Cerebral perfusion pressure
Cerebral perfusion pressure, or CPP, is the net pressure gradient causing cerebral blood flow to the brain (brain perfusion). It must be maintained within narrow limits because too little pressure could cause brain tissue to become ischemic (having inadequate blood flow), and too much could raise intracranial pressure (ICP).
An alternative definition of CPP is:
The difference between the mean arterial blood pressure (MAP) and the ICP (CPP = MAP-ICP), and therefore it is a calculated variable.
where:
MAP is mean arterial pressure
ICP is intracranial pressure.
Increased cerebral blood volume: may result from loss of cerebral vascular autoregulation. This hyperemia may sometimes occur with extreme rapidity, in which case it has sometimes been referred to as diffuse or “malignant cerebral edema,” which carries close to 100% mortality and may be more common in children. Management consists of aggressive measures to maintain ICP < 22 mm Hg and CPP > 60-70 mm Hg 1). (whether 60 or 70 is the optimal minimum for CPP is unclear).
Insufficient cerebral perfusion pressure (CPP) after aneurysmal subarachnoid hemorrhage can impair cerebral blood flow.
Guidelines recommend cerebral perfusion pressure (CPP) values of 50-70 mmHg and intracranial pressure lower than 20 mmHg for the management of acute traumatic brain injury (TBI). However, adequate individual targets are still poorly addressed, since patients have different perfusion thresholds 2).
A CPP > 60 mm Hg emerges as the crucial factor guaranteeing sufficient brain oxygenation. Any intervention used to further elevate CPP does not improve cerebral oxygenation, to the contrary, forced hyperventilation even bears the risk of inducing brain ischemia, but no class I evidence can currently advise the ideal CPP for any form of traumatic brain injury. 'Optimal' CPP is likely patient-, time-, and pathology-specific.
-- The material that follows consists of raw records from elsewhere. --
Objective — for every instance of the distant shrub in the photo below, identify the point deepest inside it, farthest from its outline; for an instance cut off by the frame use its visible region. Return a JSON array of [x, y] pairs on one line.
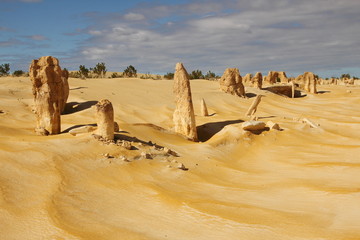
[[116, 75], [196, 74], [18, 73], [130, 71], [210, 75], [169, 76], [74, 75], [83, 71], [4, 69]]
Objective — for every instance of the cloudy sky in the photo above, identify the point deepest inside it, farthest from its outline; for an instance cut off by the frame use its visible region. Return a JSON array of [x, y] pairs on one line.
[[322, 36]]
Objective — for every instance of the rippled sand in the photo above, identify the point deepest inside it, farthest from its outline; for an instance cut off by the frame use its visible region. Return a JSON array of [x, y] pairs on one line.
[[299, 183]]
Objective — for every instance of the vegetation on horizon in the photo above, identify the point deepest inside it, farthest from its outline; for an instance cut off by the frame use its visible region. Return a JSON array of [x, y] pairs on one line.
[[4, 69]]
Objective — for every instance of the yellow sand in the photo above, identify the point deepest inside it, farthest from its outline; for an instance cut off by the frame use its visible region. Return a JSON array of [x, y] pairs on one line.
[[299, 183]]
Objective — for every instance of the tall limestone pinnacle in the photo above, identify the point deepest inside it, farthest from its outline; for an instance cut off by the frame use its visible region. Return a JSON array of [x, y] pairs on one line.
[[50, 89], [184, 117]]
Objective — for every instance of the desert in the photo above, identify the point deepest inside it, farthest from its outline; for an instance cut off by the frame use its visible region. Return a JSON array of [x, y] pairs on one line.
[[179, 120], [294, 182]]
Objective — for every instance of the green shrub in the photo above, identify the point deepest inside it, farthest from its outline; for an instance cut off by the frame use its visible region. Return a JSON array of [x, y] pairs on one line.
[[4, 69], [169, 76], [18, 73]]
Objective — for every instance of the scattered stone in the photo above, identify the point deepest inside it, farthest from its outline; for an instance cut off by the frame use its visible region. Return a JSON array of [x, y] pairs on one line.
[[271, 125], [83, 129], [116, 127], [105, 119], [182, 167], [184, 117], [257, 80], [145, 155], [203, 108], [127, 145], [51, 90], [231, 82], [253, 125], [41, 131], [253, 107]]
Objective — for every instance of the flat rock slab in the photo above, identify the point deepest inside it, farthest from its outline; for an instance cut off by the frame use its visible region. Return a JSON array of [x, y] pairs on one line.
[[253, 125]]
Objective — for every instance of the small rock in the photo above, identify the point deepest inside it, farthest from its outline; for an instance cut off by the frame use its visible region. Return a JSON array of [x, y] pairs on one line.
[[253, 125], [42, 131], [116, 127], [182, 167], [273, 125], [126, 145], [145, 155]]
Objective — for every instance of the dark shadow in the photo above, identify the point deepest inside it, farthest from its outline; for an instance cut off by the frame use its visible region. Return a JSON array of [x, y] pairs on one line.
[[207, 130], [77, 88], [322, 92], [73, 107], [77, 126], [266, 117], [136, 140], [250, 95]]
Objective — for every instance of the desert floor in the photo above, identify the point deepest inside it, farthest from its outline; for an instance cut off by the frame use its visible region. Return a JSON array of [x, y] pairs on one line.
[[299, 183]]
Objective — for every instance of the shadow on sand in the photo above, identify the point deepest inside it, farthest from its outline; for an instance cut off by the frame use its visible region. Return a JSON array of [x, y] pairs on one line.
[[207, 130], [73, 107]]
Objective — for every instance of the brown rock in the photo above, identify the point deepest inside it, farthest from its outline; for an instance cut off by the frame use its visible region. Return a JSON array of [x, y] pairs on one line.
[[257, 80], [272, 77], [105, 119], [50, 90], [247, 78], [203, 109], [231, 82], [283, 78], [184, 117], [307, 81]]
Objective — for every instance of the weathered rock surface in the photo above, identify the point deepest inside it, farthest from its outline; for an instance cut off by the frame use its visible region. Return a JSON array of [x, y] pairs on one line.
[[307, 81], [231, 82], [83, 129], [50, 89], [257, 80], [203, 108], [247, 78], [272, 77], [104, 113], [253, 125], [283, 78], [184, 117], [273, 126]]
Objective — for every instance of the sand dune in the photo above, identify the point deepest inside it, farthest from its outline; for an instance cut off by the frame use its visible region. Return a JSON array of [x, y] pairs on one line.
[[299, 183]]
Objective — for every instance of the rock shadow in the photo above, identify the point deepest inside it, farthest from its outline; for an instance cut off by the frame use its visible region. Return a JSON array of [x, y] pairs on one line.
[[73, 107], [77, 126], [207, 130]]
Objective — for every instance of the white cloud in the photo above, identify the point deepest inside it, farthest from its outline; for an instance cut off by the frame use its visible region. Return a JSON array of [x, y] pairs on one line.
[[253, 36], [134, 16]]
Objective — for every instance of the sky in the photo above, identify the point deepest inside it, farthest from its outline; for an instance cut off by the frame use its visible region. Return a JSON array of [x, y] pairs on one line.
[[320, 36]]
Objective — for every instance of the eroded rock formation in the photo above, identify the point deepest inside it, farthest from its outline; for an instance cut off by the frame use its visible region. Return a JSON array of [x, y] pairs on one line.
[[257, 80], [104, 113], [231, 82], [51, 90], [203, 108], [184, 117]]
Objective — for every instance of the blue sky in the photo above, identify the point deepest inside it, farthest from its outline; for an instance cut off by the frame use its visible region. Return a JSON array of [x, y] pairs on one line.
[[322, 36]]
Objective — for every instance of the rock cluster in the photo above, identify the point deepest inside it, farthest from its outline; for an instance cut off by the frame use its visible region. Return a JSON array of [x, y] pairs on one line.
[[50, 88], [104, 113], [184, 117], [231, 82], [257, 80], [307, 81]]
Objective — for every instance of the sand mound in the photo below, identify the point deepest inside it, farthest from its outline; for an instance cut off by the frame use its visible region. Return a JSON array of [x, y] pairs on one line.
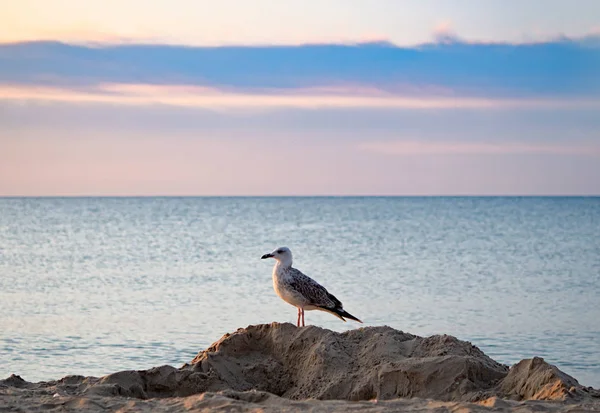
[[270, 365]]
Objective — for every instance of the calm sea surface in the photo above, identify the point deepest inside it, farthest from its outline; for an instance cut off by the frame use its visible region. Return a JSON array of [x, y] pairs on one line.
[[95, 285]]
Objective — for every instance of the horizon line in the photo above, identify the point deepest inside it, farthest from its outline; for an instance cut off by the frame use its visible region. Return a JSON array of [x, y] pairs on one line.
[[304, 196]]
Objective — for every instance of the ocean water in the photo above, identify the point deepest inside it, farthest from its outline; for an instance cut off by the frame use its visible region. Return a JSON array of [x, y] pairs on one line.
[[91, 286]]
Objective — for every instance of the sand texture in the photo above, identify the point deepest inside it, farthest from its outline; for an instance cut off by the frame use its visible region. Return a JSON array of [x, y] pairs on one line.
[[279, 367]]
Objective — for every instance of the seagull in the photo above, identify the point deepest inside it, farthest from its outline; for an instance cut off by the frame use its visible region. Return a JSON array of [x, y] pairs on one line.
[[300, 290]]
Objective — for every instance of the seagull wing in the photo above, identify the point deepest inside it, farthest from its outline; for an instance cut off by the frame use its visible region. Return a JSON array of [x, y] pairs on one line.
[[317, 295]]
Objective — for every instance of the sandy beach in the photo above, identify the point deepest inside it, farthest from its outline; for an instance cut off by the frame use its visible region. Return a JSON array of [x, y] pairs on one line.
[[279, 367]]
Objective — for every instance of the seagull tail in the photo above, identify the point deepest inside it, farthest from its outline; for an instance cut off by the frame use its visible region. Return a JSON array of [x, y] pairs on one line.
[[342, 314]]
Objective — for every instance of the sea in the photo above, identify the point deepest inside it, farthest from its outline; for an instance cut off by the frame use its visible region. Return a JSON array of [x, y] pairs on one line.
[[91, 286]]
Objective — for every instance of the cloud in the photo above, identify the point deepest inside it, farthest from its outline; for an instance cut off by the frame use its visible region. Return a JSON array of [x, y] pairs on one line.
[[416, 147], [560, 68], [317, 97]]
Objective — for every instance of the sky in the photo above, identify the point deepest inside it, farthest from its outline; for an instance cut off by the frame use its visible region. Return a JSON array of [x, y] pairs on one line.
[[299, 98]]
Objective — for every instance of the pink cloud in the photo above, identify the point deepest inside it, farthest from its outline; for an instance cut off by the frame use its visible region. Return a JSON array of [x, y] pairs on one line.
[[414, 147], [342, 96]]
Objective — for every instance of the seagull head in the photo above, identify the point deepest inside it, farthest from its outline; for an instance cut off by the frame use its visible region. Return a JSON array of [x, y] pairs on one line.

Further, CPP estimation requires correct referencing (at the level of the foramen of Monro as opposed to the level of the heart) for MAP measurement to avoid CPP over-estimation and adverse patient outcomes 3) 4).
Aggressive CPP therapy should be performed and maintained even though apparently lethal ICP levels may be present. Further study is needed to support these encouraging results 5).
Cerebral perfusion pressure and cerebral autoregulation
Secondary brain injury (i.e., following the initial trauma) is attributable in part to cerebral ischemia. The critical parameter for brain function and survival is not actually ICP, rather is adequate cerebral blood flow (CBF) to meet CMRO2 demands.
CBF is difficult to quantitate, and can only be measured continuously at the bedside with specialized equipment and difficulty. However, CBF depends on cerebral perfusion pressure (CPP), which is related to ICP (which is more easily measured)
The actual pressure of interest is the mean carotid pressure (MCP) which may be approximated as the MAP with the transducer zeroed ≈ at the level of the foramen of Monro.
As ICP becomes elevated, CPP is reduced at any given MAP. Normal adult CPP is > 50 mm Hg. Cerebral autoregulation is a mechanism whereby over a wide range, large changes in systemic BP produce only small changes in CBF. Due to autoregulation, CPP would have to drop below 40 in a normal brain before CBF would be impaired.
In the head-injured patient, older recommendations were to maintain CPP ≥ 70 mm Hg (due to increased cerebral vascular resistance) & ICP < 20 mm Hg.3 However, recent evidence suggests that elevated ICP (≥ 22 mm Hg) may be more detrimental than changes in CPP (as long as CPP is > 60-70 mm Hg) (higher levels of CPP were not protective against significant ICP elevations).